Douglas A. McIntyre is the co-founder, chief executive officer and editor in chief of 24/7 Wall St. and 24/7 Tempo. He has held these jobs since 2006.

McIntyre has written thousands of articles for 24/7 Wall St. He is an expert on corporate finance, the automotive industry, media companies and international finance. He has edited articles on national demographics, sports, personal income and travel.

His work has been quoted or mentioned in The New York Times, The Wall Street Journal, Los Angeles Times, The Washington Post, NBC News, Time, The New Yorker, HuffPost USA Today, Business Insider, Yahoo, AOL, MarketWatch, The Atlantic, Bloomberg, New York Post, Chicago Tribune, Forbes, The Guardian and many other major publications. McIntyre has been a guest on CNBC, the BBC and television and radio stations across the country.
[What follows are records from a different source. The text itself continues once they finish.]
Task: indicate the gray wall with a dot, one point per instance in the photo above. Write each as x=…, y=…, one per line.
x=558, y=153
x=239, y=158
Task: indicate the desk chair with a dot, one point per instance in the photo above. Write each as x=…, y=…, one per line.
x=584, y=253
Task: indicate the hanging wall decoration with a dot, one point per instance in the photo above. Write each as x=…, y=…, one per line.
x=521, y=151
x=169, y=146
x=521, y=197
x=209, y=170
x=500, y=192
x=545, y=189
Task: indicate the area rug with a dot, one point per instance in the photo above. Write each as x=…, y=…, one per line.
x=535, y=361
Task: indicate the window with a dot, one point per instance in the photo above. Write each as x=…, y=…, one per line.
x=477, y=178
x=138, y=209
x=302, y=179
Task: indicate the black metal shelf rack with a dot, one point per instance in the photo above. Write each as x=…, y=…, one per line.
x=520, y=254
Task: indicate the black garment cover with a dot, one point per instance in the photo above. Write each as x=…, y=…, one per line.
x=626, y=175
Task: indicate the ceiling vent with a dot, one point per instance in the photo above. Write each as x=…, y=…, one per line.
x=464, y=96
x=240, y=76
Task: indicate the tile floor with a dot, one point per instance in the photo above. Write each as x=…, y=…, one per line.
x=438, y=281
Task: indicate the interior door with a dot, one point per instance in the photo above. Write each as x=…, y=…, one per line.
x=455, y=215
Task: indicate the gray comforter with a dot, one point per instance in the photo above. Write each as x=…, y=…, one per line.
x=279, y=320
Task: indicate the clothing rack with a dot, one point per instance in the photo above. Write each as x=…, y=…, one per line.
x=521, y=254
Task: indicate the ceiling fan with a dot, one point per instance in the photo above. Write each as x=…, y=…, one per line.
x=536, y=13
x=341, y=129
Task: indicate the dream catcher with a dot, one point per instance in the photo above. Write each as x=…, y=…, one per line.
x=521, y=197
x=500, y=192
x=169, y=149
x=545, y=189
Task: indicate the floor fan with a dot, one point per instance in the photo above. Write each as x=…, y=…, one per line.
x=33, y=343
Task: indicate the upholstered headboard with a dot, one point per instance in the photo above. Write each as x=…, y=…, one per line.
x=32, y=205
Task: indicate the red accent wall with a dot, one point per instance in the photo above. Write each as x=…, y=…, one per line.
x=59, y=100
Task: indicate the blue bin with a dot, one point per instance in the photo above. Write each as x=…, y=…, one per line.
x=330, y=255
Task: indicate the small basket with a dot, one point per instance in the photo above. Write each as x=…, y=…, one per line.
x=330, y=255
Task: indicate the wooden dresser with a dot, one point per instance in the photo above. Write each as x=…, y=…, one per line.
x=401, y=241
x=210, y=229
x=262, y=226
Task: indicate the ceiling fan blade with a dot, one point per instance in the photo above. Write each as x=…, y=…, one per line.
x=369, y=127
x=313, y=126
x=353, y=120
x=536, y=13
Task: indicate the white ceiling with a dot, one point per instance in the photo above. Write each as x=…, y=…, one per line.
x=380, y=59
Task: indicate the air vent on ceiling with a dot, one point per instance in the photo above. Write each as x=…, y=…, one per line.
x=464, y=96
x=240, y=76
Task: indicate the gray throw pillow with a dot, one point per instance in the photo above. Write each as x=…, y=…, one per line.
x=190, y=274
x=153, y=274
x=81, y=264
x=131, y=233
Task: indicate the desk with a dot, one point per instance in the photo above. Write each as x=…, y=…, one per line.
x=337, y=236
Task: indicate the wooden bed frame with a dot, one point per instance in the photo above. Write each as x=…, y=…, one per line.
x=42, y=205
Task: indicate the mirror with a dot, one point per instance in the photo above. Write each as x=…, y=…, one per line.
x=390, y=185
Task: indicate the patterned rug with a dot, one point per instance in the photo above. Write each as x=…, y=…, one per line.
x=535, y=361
A magna cum laude graduate of Harvard College, McIntyre also was president of The Harvard Advocate. Founded in 1866, the Advocate is the oldest college publication in the United States.

TheStreet.com, Comps.com and Edgar Online are some of the public companies for which McIntyre served on the board of directors. He was a Vicinity Corporation board member when the company was sold to Microsoft in 2002. He served on the audit committees of some of these companies.

McIntyre has been the CEO of FutureSource, a provider of trading terminals and news to commodities and futures traders. He was president of Switchboard, the online phone directory company. He served as chairman and CEO of On2 Technologies, the video compression company that provided video compression software for Adobe’s Flash. Google bought On2 in 2009.